Témoignage du capitaine Ruby, rapport du 22 mai 1902 : «Les premiers jours de l'occupation de Gaoua et les premières opérations de ravitaillement se firent sans difficulté. Les villageois immédiatement voisins, commencèrent à apporter au bivouac, quelques paniers de mil et quelques animaux représentant environ 1/5ème de ce qu'il leur était demandé. Mais bientôt les difficultés et les refus d'obéissance ne tardèrent pas à se produire. Les reconnaissances sont assez mal reçues; à Nioberi, les cavaliers de pointe tombent dans une embuscade tendue par les Lobi à l'aide d'essaims d'abeilles misent en furie. 3 cavaliers sont mis hors de service pour plusieurs jours et perdent leurs montures que l'on retrouve deux jours après. Bien que de beaucoup les plus fort, nous ne leur voulons pas de mal, ils ont tout intérêt à se soumettre à nos volontés qui n'ont rien d'excessives, ni exagérées puisque toute tentative sérieuse de rébellion et d'agression de leur part est immédiatement réprimée d'une façon absolue et sévère, sans perte appréciable chez nous. br> En résumé au cours de toutes les opérations de la campagne 1901-1902 dans le Cercle du Lobi. La quantité de munitions consommées s'élève à 47 coups de canon de 80 mm, 18.162 cartouches modèle 1879, 285 cartouches modèle 1886. Les pertes subies ont été de un tirailleur noyé au passage du Bougouriba, un fantassin auxiliaire tué à Gougné, plus 2 blessés, morts des suites de leurs blessures, 2 porteurs, 3 chevaux. Les pertes infligées aux rebelles ont été d'environ 220 tués et 40 blessés. En résumé la campagne 1901-1902 dans le Cercle du Lobi a été fructueuse en résultats palpables, mais s'il a été fait beaucoup, il reste encore beaucoup à faire. Beaucoup plus encore qu'il n'a été fait».

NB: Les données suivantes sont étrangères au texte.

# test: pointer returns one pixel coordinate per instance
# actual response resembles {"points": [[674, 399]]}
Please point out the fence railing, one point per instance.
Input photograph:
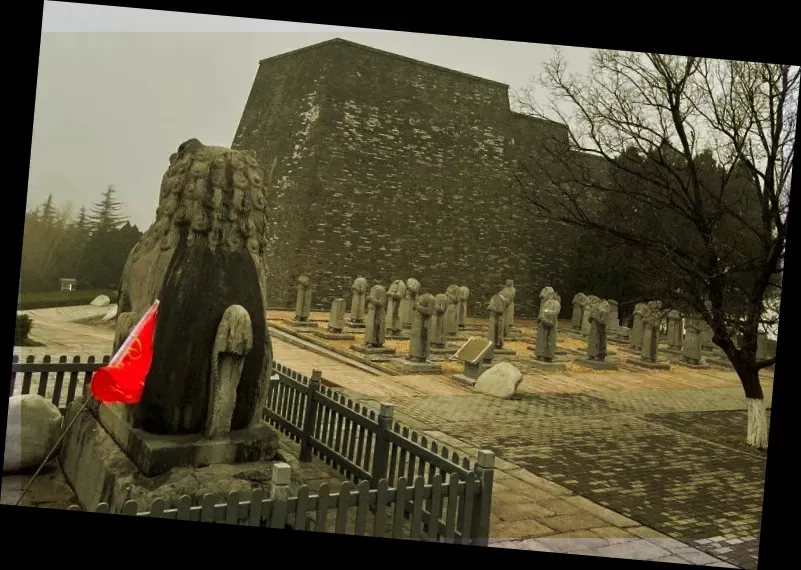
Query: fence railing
{"points": [[438, 511], [362, 444], [366, 446], [68, 377]]}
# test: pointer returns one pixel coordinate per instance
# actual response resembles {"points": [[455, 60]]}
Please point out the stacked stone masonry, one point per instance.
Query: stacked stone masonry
{"points": [[387, 167]]}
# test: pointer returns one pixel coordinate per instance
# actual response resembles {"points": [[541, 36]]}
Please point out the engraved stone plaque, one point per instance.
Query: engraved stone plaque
{"points": [[474, 350]]}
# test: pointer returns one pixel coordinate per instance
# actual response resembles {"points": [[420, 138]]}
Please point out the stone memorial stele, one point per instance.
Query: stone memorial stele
{"points": [[357, 304], [407, 304], [452, 312], [578, 307], [472, 354], [395, 294], [463, 295], [303, 302], [509, 293]]}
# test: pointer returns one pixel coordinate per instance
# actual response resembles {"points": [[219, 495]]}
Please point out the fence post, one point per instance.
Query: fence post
{"points": [[485, 469], [381, 452], [312, 390], [279, 488]]}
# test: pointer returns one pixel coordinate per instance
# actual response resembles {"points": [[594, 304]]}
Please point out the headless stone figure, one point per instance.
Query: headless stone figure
{"points": [[303, 303], [509, 293], [464, 295], [497, 309], [578, 307], [585, 314], [545, 348], [674, 330], [452, 312], [407, 304], [376, 311], [636, 334], [650, 338], [336, 319], [395, 294], [419, 345], [438, 321], [599, 323], [691, 346], [613, 322], [359, 290], [762, 346]]}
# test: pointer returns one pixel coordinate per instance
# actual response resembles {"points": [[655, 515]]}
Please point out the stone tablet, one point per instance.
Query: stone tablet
{"points": [[474, 350]]}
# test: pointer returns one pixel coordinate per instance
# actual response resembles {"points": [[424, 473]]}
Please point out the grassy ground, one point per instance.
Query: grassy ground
{"points": [[47, 299]]}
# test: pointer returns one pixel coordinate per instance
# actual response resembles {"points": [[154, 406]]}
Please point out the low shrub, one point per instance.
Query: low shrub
{"points": [[22, 330]]}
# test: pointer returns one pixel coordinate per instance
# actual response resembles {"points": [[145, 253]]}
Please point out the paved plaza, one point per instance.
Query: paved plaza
{"points": [[629, 463]]}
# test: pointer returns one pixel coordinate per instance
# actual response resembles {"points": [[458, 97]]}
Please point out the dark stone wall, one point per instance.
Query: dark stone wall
{"points": [[389, 168]]}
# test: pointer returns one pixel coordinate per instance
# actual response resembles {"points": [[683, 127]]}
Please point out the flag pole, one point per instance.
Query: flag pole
{"points": [[117, 356], [50, 453]]}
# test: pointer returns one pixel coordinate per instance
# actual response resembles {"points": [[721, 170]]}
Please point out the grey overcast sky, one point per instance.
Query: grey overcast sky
{"points": [[119, 89]]}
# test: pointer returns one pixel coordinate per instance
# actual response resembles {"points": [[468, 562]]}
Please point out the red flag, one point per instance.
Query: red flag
{"points": [[122, 380]]}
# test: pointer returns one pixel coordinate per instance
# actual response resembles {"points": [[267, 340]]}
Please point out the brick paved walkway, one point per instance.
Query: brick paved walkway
{"points": [[645, 443]]}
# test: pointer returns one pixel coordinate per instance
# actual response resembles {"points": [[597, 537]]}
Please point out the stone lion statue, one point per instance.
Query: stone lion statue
{"points": [[203, 259]]}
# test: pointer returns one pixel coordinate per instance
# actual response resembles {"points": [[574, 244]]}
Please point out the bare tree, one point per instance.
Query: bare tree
{"points": [[686, 162]]}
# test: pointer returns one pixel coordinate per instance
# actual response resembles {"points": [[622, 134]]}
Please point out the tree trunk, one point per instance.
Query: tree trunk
{"points": [[745, 363], [757, 435], [757, 432]]}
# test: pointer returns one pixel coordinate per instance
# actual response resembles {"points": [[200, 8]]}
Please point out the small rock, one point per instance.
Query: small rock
{"points": [[112, 312], [501, 381], [101, 301], [34, 426]]}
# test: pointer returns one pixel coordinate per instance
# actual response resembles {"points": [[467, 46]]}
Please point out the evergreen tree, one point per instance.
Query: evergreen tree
{"points": [[47, 212], [105, 214]]}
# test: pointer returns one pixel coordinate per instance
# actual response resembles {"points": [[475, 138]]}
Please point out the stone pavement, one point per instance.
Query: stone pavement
{"points": [[649, 445]]}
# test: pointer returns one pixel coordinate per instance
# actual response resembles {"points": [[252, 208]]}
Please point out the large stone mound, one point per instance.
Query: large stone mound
{"points": [[500, 381], [101, 301], [34, 426]]}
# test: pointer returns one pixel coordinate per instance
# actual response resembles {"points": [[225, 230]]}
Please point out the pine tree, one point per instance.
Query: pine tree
{"points": [[47, 214], [105, 215]]}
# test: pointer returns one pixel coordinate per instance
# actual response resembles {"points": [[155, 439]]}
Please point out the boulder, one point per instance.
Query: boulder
{"points": [[500, 381], [34, 426], [111, 313], [101, 301]]}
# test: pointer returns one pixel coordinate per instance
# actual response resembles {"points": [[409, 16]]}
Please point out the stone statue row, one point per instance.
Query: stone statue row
{"points": [[400, 300]]}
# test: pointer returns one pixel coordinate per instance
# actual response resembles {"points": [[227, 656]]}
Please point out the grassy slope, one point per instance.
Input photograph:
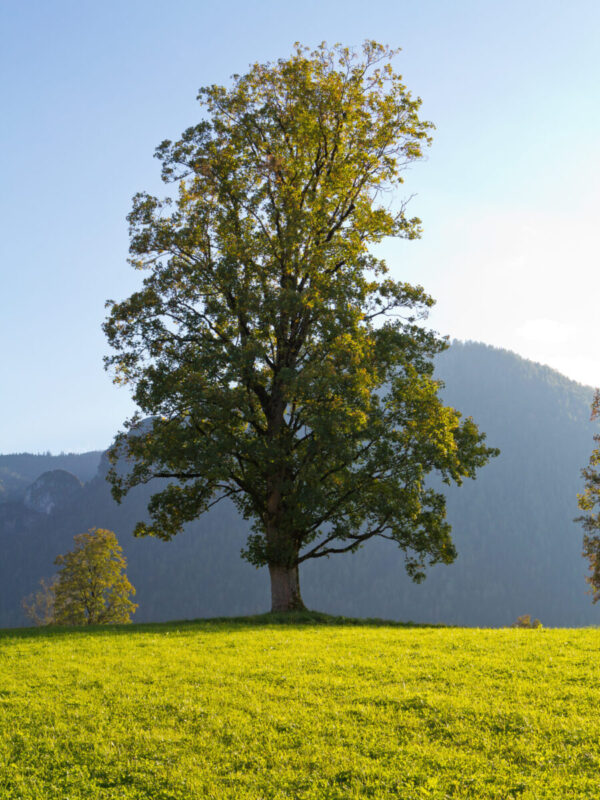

En 1903, conformément aux instructions reçues, le capitaine Pelletier inaugure une « politique d'apprivoisement », dont les effets sont longs à se faire sentir. Ainsi en novembre 1904, un tirailleur occupé au débroussaillement de la route de Gaoua à Diébougou est assassiné par les habitants du village de Tumbis. Le capitaine Dominé, commandant la 8e compagnie, se rend sur les lieux avec un détachement de 60 hommes et casse le village.

En 1905, des nombreuses et incessantes tournées sont effectuées par le capitaine Dominé autour de Gaoua, puis par ses successeurs, les capitaines Angéli, Gateau ; ainsi que celles du lieutenant Greigert, du lieutenant Quégnaux autour de Diébougou et dans le pays des Dagari, des Oidé et dans le Bougouri (Pougouli).

C'est seulement à partir de 1906 qu'une amélioration se produit dans les rapports entre l'autorité et les ressortissants de ce pays difficile. Le 1er avril 1907, la 5e compagnie du 2e Régiment de Tirailleurs Sénégalais, stationnée à Bobo-Dioulasso et Koury et la 7e compagnie (à Bobo) et la 8e compagnie (Gaoua et Diébougou) sont transformées en brigades de gardes indigènes. Néanmoins le pays Lobi reste un point névralgique en Afrique Occidentale Française et, longtemps après avoir été détaché du Soudan et rattaché à la Haute-Volta, des opérations y furent encore nécessaires.

Rapport Henri Labouret (1878-1959), commandant du Cercle du Lobi de 1912 à 1923

«Dès la prise de commandement, j’ai été amené à remarquer et à signaler que, si dans bien des cas les détenus supportent leur peine avec une indifférence absolu, certains d’entre eux en paraissent affectés si profondément, qu’une issue fatale se produit au bout de quelques mois. Les docteurs Lepousse et Hébert, médecins en service dans le Cercle, ont été frappés des nombreux cas d’épuisement physiologique, qui se sont produits ces dernières années chez les prisonniers et ont amenés la mort après un affaiblissement progressif de plusieurs mois.
Leur anarchie est pour ainsi dire écrite sur le terrain, et on la pressent en constatant qu’il n’existe pas dans ce pays de village proprement dit, mais seulement des habitations isolées, jetées au hasard autour des points d’eau et près des terres fertiles, semblant se défier à porter des flèches, avec leurs terrasses crénelées, leurs portes étroites et leurs meurtrières.»